Tutte le startup sono tecnologiche, molte sono hi-tech, ma alcune lo sono più di altre: sono quelle che si occupano di "deep technology" o, come le preferiscono chiamare i venture capitalist che iniettano centinaia di milioni di dollari in queste aziende, "deep tech". Questo termine, d'altronde, è stato inventato da Swati Chaturvedi, fondatore di Propel X che è la prima piattaforma al mondo dedicata agli investimenti in startup deep tech. Tra "hi-tech" e "deep tech", quindi, la differenza c'è ed è molta. Ed è significativo che nemmeno aziende innovative come Uber possano essere fatte rientrare nel novero delle deep tech.
Startup Deep tech: quali sono
Per essere definita "deep tech startup" un'azienda deve avere alla base una scoperta scientifica dirompente, di quelle che possono cambiare la vita delle persone. Per tornare all'esempio di Uber: l'azienda americana non è deep tech perché il suo modello di business si basa sulla sharing economy, che è una novità importante ma non una rivoluzione.
Diverso è il caso di aziende che si occupano di guida autonoma, o di taxi volanti. E Uber, non a caso, sta cercando di sviluppare anche questi filoni tecnologici per entrare nella lista, assai ristretta, di aziende deep tech. Con tutti i risvolti finanziari che ne derivano. Al contrario, è decisamente deep tech un nuovo dispositivo medico salvavita o una tecnica per combattere il cancro, l'analisi dei dati per aiutare gli agricoltori a coltivare più cibo inquinando di meno o una soluzione di energia pulita che riduce l'impatto umano sui cambiamenti climatici.
Il dilemma delle startup deep tech
Nella vita, si sa, ci vuole anche fortuna. E le aziende deep tech di fortuna ne devono avere anche di più: se è vero che quelle che ricevono finanziamenti dai venture capitalist riescono a sviluppare le loro "tecnologie profonde", è anche vero che non tutte riescono ad attrarre capitali. Il problema di fondo è semplice da spiegare: queste aziende sono così avanti, quasi visionarie, che non tutti le capiscono. Dall'altro lato della medaglia, capita che gli investitori si facciano sfuggire dalle mani il cavallo vincente perché non riescono a capire il potenziale di una nuova tecnologia sviluppata da una startup. Nonostante ciò, negli ultimi anni gli investimenti in tecnologia avanzata hanno visto un aumento significativo e, certamente, cresceranno ancora nei prossimi anni.
Startup deep tech: le italiane più promettenti
È molto interessante notare che, quando si parla di startup deep tech, l'Italia è messa molto meglio che in altri settori. Diverse sono infatti le aziende del nostro Paese che si occupano di tecnologia profonda, in svariati settori. La bolognese Biogenera, ad esempio, lavora per creare farmaci personalizzati, in base al DNA dei pazienti. Il potenziale è enorme: un farmaco mirato non solo alla malattia, ma anche al paziente, ha molti meno effetti collaterali ed una efficacia di gran lunga superiore. Un'altra azienda bolognese, Bio-On, partendo dallo zucchero ha sviluppato un biopolimero utile a creare materiali plastici. La plastica di Bio-On, però, ha una caratteristica incredibile: è biodegradabile in pochi giorni in acqua batteriologicamente non pura (ad esempio quella di un fiume).
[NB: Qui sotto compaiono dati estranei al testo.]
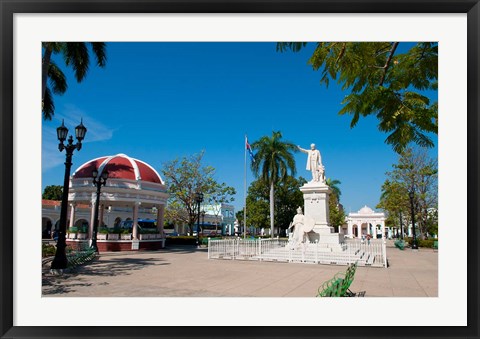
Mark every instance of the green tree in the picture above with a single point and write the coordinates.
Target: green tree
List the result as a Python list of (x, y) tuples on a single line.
[(53, 192), (272, 162), (394, 202), (385, 80), (77, 56), (223, 195), (337, 213), (415, 172), (184, 177), (287, 198)]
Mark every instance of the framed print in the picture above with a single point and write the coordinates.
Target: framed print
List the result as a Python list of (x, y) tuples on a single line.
[(201, 49)]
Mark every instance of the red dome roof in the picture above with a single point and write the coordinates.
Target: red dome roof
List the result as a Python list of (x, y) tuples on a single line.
[(119, 166)]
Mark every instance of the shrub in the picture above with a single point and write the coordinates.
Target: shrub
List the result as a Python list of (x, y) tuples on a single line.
[(103, 230), (73, 229), (48, 250), (427, 243), (181, 240)]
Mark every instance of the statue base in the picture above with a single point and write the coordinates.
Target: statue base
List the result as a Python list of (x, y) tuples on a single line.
[(316, 197)]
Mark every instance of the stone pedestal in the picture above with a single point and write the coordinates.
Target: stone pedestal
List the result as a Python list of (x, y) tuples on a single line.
[(316, 197)]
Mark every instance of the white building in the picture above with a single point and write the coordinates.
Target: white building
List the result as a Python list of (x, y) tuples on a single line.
[(366, 222)]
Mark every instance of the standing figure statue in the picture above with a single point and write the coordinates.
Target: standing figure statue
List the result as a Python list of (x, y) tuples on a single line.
[(314, 163)]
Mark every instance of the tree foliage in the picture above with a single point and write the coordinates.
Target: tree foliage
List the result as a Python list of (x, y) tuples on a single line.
[(77, 56), (337, 213), (287, 198), (53, 192), (385, 82), (184, 177), (415, 172), (273, 162)]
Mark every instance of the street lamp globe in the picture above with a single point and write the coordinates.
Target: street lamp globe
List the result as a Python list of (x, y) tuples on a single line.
[(62, 132), (80, 131)]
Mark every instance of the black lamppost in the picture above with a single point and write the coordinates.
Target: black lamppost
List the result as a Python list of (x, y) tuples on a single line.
[(198, 199), (98, 181), (401, 225), (414, 241), (60, 261)]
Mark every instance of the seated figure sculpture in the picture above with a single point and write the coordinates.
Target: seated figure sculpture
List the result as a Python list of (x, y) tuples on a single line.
[(299, 230)]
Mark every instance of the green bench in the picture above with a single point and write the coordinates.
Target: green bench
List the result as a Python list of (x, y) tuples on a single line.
[(339, 285), (400, 244), (76, 258)]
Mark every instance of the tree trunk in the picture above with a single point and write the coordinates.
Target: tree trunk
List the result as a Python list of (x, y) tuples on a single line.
[(272, 202), (45, 64)]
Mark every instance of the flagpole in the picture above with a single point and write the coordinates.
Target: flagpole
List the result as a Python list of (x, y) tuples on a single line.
[(245, 193)]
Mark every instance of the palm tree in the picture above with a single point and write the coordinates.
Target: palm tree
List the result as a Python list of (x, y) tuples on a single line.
[(273, 160), (76, 55)]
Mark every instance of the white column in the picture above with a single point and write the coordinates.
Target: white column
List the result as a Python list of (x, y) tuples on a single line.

A Siena, in Toscana, Braincontrol sta invece lavorando ad un dispositivo medico altamente innovativo: un'interfaccia uomo-macchina che potrebbe permettere a chi è in una condizione di disabilità motorie di usare dispositivi esterni per muoversi. La "Brain-Computer Interface" interpreta la mappa elettrica corrispondente a determinate attività cerebrali e la utilizza per impartire comandi ad un eventuale arto robotico. A Rovereto, in provincia di Trento, c'è invece la startup Chino che si occupa di cybersecurity applicata ai dati sanitari, mentre a Milano (ma ha una sede anche a Cambridge, in Massachusetts) c'è Empatica che produce una sorta di smartwatch in grado di monitorare le contrazioni tonico-cloniche dei muscoli tipiche degli attacchi epilettici e, in caso di crisi convulsiva, inviare tramite un'app un messaggio di allarme a medici e parenti. A Modena, infine, c'è NeuronGuard che ha sviluppato un collare da usare in caso di lesioni cerebrali acute. Il collare abbassa la temperatura del collo e del cranio e infonde un sedativo al paziente, per rallentare gli effetti della lesione cerebrale e dare più tempo ai medici per intervenire.